Chapter 15         Development of Pro-Forma

15.1         Routine Scan Pro-forma

Each obstetric ultrasound examination performed is usually accompanied by a sonographer’s report which conveys the measurements and findings to the reporting physician.  Depending upon the format of the report it may also serve as a reminder and guide for the sonographer that assists in the methodical performance of the scan and ensures that all measurements are taken and all anatomical areas of the fetus examined. 


The ASUM and RACOG have a produced a recommended protocol for the performance of the obstetric ultrasound examination in Australia, as have the AIUM in conjunction with the ACR for the United States of America.  Based on these recommendations a pro-forma was designed for all second and third-trimester pregnancy ultrasound examinations in the Geelong Hospital Ultrasound Department to guide the sonographers through a minimum standard examination.  This, with the ASUM protocol, is reproduced in the Appendix.

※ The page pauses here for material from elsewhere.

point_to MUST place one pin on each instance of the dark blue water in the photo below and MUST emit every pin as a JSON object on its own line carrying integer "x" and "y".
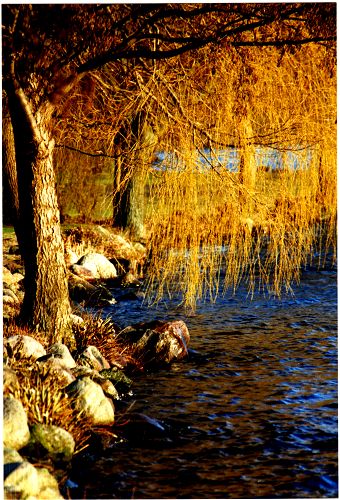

The range of anatomical areas covered by this pro-forma and the techniques used by the sonographers to examine those areas provide a very comprehensive survey of the fetus.  Many of the ultrasound markers for chromosomal abnormality are covered by this standard survey.  If, during the course of a standard examination an abnormality is detected in the fetus, placenta, cord, amniotic fluid volume or in regards to fetal growth, an even more comprehensive fetal survey is undertaken.  An extra form is used in these situations: the chromosomal marker pro-forma.


15.2         Chromosomal Marker Pro-forma

The search for fetal anatomical abnormalities can only be as good as the sonographer’s knowledge of the range of abnormalities and their ultrasound appearances.   Many articles stress the need for a search for other abnormalities when one is found, but only rarely do they list what the search should entail.  This may give the sonographer the impression that the views included in a standard scan are enough to exclude those other abnormalities. 


In order to augment the search for chromosomal markers, a second pro-forma was developed for The Geelong Hospital which listed as many potential ultrasound markers for aneuploidy as could be found.  This was developed from the literature review which was used for this thesis. 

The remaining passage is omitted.